Absents du “spectacle” médiatique

Cette invisibilité des « gens modestes » n’est pas une exception américaine. Elle a gagné les vieilles nations social-démocrates européennes. « Le discours politico-médiatique dominant, écrivait récemment Jean-Claude Guillebaud, s’adresse, jour après jour, à la première France, à celle des gagnants, des élites très à l’aise dans la mondialisation, des professions privilégiées par l’ouverture des frontières. Au risque de caricaturer, je dirais que le pays des bobos et des pipoles est surreprésenté dans le « spectacle » quotidien ».

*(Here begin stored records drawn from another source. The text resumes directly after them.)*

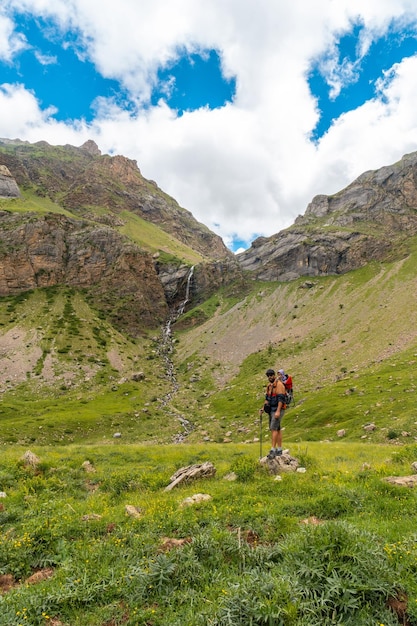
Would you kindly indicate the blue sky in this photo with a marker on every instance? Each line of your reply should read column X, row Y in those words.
column 241, row 115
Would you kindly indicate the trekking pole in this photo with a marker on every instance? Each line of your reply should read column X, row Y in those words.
column 260, row 431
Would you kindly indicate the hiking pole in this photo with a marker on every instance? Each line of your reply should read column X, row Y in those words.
column 261, row 411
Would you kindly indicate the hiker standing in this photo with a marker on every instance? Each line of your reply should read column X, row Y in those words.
column 275, row 406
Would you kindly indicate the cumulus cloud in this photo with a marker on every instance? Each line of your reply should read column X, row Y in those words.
column 250, row 167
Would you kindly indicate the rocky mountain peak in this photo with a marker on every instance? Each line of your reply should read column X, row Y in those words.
column 344, row 231
column 91, row 147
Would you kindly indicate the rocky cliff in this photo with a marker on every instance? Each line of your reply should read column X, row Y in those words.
column 8, row 185
column 84, row 249
column 45, row 251
column 366, row 221
column 81, row 180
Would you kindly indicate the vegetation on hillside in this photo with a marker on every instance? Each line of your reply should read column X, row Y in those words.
column 90, row 537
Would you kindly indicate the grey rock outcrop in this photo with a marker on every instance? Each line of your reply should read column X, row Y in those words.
column 342, row 232
column 8, row 185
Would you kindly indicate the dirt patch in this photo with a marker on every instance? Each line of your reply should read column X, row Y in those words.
column 19, row 354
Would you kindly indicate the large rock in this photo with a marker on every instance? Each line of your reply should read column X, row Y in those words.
column 8, row 185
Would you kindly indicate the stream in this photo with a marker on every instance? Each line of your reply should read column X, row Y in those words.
column 165, row 349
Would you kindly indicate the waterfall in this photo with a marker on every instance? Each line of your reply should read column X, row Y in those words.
column 165, row 349
column 181, row 308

Faut-il voir dans cette surreprésentation des « élites mondialisées » et dans son corollaire, l’absence des « perdants de la globalisation», une des raisons du succès croissant des partis populistes ? Aux Etats-Unis, en tout cas, la rupture entre le « spectacle médiatique » et les milieux populaires a coïncidé avec la fracture de la coalition du New Deal. Dans les années 30, au milieu de la Grande Dépression, le président Roosevelt avait réussi, en effet, à mobiliser autour de son programme réformiste une majorité de l’électorat ouvrier, des minorités raciales discriminées (Noirs, Juifs, Hispaniques) et des milieux intellectuels. A cette époque, l’administration démocrate avait sciemment mis sur pied des programmes de « mise en scène » des milieux populaires. Le livre culte de James Agee, Louons maintenant les grands hommes, accompagné des impressionnantes photographies de Walker Evans, symbolisa cette volonté d’ancrer « le peuple » dans l’expérience progressiste du New Deal. 

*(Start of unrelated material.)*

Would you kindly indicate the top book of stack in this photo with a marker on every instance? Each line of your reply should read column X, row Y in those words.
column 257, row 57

En France, où le Front National est, depuis des années déjà, le premier parti ouvrier, ce constat de l’invisibilité des « gens d’en bas » vient de susciter un très intéressant projet éditorial et politique dirigé par Pierre Rosanvallon. « La démocratie est minée par le caractère inaudible de toutes les voix de faible ampleur, par la négligence des existences ordinaires, par le dédain des vies jugées sans relief », écrit-il dans Le Parlement des invisibles. Une société en déficit de représentation oscille entre la passivité et les peurs. Elle tend à être dominée par le ressentiment, qui marie la colère et l’impuissance. Pouvoir inscrire sa vie dans des éléments de récit collectif, c’est retrouver en même temps dignité et capacité d’action. Démocratie signifie aussi attention à tous ».

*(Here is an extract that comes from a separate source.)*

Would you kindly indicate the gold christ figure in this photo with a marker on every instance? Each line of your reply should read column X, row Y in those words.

Pour le célèbre professeur du Collège de France, la lutte contre la tentation populiste passe aussi par une politique d’inclusion médiatique. Sa démarche nous ramène à l’œuvre profondément humaniste de Sebastião Salgado. Dans ses mémoires intitulées De ma terre à la terre, le photographe franco-brésilien parle de ses héros – les ouvriers dans La main de l’homme, les personnes déplacées dans Exodes – avec la même sensibilité que Studs Terkel. « J’ai voulu montrer que tous, à leur manière, apportent au monde leur esprit d’entreprise et la richesse de leurs différences, confiait-il. A l’aube du XXIème siècle, j’ai essayé de montrer la nécessité de refonder la famille humaine sur la solidarité et le partage ».

Une esthétique et une éthique du respect comme levier du vivre ensemble. En retrait d’un Boboland exclusif et excluant où tout n’est que culture, confort et diversité. A mille lieues du buzz et du bling bling qui pollue le monde médiatique. Contre tous ceux qui, en exploitant les peurs et les frustrations, enfument les milieux populaires et dégradent la démocratie.